The fact that the Tigers had already taken one from the Yankees the night before didn't seem to hold much weight with the Little League crowd or the ESPN broadcast team, who were so on the Yankees' side it wouldn't be surprising if it disheartened the Tigers a little at the time.
However, that didn't stop the Tigers from storming back on Sunday night and taking the series from the Yankees in front of a crowd that was mostly rooting against them. Skubal had only allowed one run through six innings and the Tigers bullpen held things down from there. In the bottom of the ninth, the Yankees were threatening a 1-0 win until the young guns decided they wouldn't go down without a fight.
Colt Keith doubled, and then the newly promoted Jace Jung came up to make things interesting. He roped a single into left field — his first major league RBI — to score Keith and force the game into extras.

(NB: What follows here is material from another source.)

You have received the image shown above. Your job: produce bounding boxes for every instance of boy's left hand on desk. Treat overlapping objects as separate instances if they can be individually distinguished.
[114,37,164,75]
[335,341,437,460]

Tigers led by Jace Jung, Parker Meadows in Little League Classic walk-off against Yankees
In the 10th, the Yankees took advantage of the ghost runner on second, and DJ LeMahieu promptly made the game 2-1 on an RBI single. It'd be the only run Beau Brieske would allow, though; he got Oswaldo Cabrera to ground into a double play and then Gleyber Torres struck out to end the inning. Bottom of the 10th, Zach McKinstry scored Trey Sweeney as the ghost runner on the second pitch he saw from Mark Leiter Jr.
McKinstry moved to second on a nice steal that was challenged and upheld, and then Parker Meadows came up looking to put this one in the books. He didn't disappoint. In a 1-2 count, he grabbed ahold of a changeup on the corner of the plate and shot it to left field for the Tigers to walk it off.
It was the perfect way to cap off a series win against one of the best teams in baseball, and it shows that this Tigers team, even if they've been written off by not only the attending crowd but the broadcast meant to be a neutral party, is wily, and their young players are more than capable of stepping up and giving Detroit fans a glimmer of hope for the future.
It capped off Jung's first major league weekend neatly and was a nice revenge moment after he struck out looking with two men on and two outs in Friday's close game at Comerica. The Tigers celebrated on the field at Williamsport while a Little League crowd who weren't hiding their disappointment watched. Judge and Soto who?